Introducing the SDLP spokespersons in a two hour presentation was an interesting innovation.
Normally re-shuffling the “front bench” would have been handled by a simple press release sent along to journalists in the cafeteria in Stormont. So at least two things of note here….taking this outside Stormont and into the community and the opportunity to introduce the new Assembly candidates to a wider audience and indeed to promote new faces within constituencies. This is a story to be covered by local newspapers in Armagh, Newry, Derry and Enniskillen.
And of course this is the first shot in the SDLPs Assembly Election campaign. Therefore we can expect Sinead Bradley, Margaret Anne McKillop and Richie McPhillips and others…still relatively unknown outside their local areas to feature in the Irish News, Belfast Telegraph and News Letter as well as local TV programmes.

Involving the Party as a whole in the Presentation was a new innovation. “Party” is a very deliberate word. The extent that rank and file SDLP people can be involved outside their immediate local area is limited but over the past few years, there have been seminars on Health, Agriculture etc led by Spokespersons and necessarily a (say) Health Seminar will interest and involve SDLP people who are nurses, doctors, social workers or adminstrative staff in local hospitals…and by extension involves the BMA, Unison etc.
So this sense of “involvement” has been ongoing for some years but increasing in recent months. The Manifesto Launch in March will be a major conference and get-together in itself.
Necessarily these set-piece events…annual conferences, seminars etc are morale-boosting events in themselves. The “professionalism” at the heart of this cannot be overstated. It was by any measure a “Presentation” led by a recently retired senior journalist from BBC Norn Iron.

So the structure of the Presentation was carefully thought-thru….a speech by Party veteran Brid Rodgers….and then three of the newer faces….Claire Hanna (Finance), Daniel McCrossan (Infrastructure) and Nichola Mallon (Communities) took part in three ten-minute Q-A sessions.

Alex Attwood, described later by Colum Eastwood as the “current and future MLA for West Belfast” spoke about his constituency…the poverty, the lack of opportunity and investment. He was clearly enjoying a major SDLP event in his constituency.

And Colum Eastwood wound up the event in a set-piece speech that balanced Brid Rodgers talking about SDLP “history”. He talked about SDLP “future” and suggested a broader SDLP conversation before and after the Assembly Election.

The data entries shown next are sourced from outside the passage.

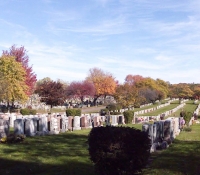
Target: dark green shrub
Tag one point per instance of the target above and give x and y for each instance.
(187, 116)
(115, 113)
(103, 112)
(182, 113)
(113, 107)
(25, 111)
(32, 111)
(128, 115)
(70, 112)
(187, 129)
(73, 112)
(118, 150)
(77, 112)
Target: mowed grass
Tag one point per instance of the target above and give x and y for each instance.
(181, 158)
(57, 154)
(189, 106)
(161, 110)
(68, 154)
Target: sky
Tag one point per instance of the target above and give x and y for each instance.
(64, 39)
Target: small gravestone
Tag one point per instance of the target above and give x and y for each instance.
(43, 125)
(29, 129)
(19, 126)
(70, 123)
(4, 128)
(84, 122)
(114, 120)
(76, 123)
(64, 123)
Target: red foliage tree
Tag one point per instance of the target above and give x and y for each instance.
(21, 56)
(51, 92)
(132, 79)
(80, 90)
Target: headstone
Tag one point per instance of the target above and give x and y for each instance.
(76, 123)
(29, 129)
(19, 126)
(64, 123)
(4, 128)
(114, 120)
(84, 122)
(70, 123)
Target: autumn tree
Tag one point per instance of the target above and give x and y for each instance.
(104, 83)
(132, 79)
(80, 89)
(20, 55)
(51, 92)
(196, 91)
(13, 75)
(181, 90)
(158, 86)
(126, 95)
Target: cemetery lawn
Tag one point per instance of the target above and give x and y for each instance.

The Cultúrlann…the venue …is in the heart of the Falls Road, only fifty metres from my grandparents family home from 1922 to their deaths in 1959 and 1961 and my aunt moving out in 1983.

A former Presbyterian Church , has been an Irish-language cultural centre for around thirty years. It is of course apolitical but in common with An Féile, community groups etc…Sinn Féin exercise a sense of entitlement.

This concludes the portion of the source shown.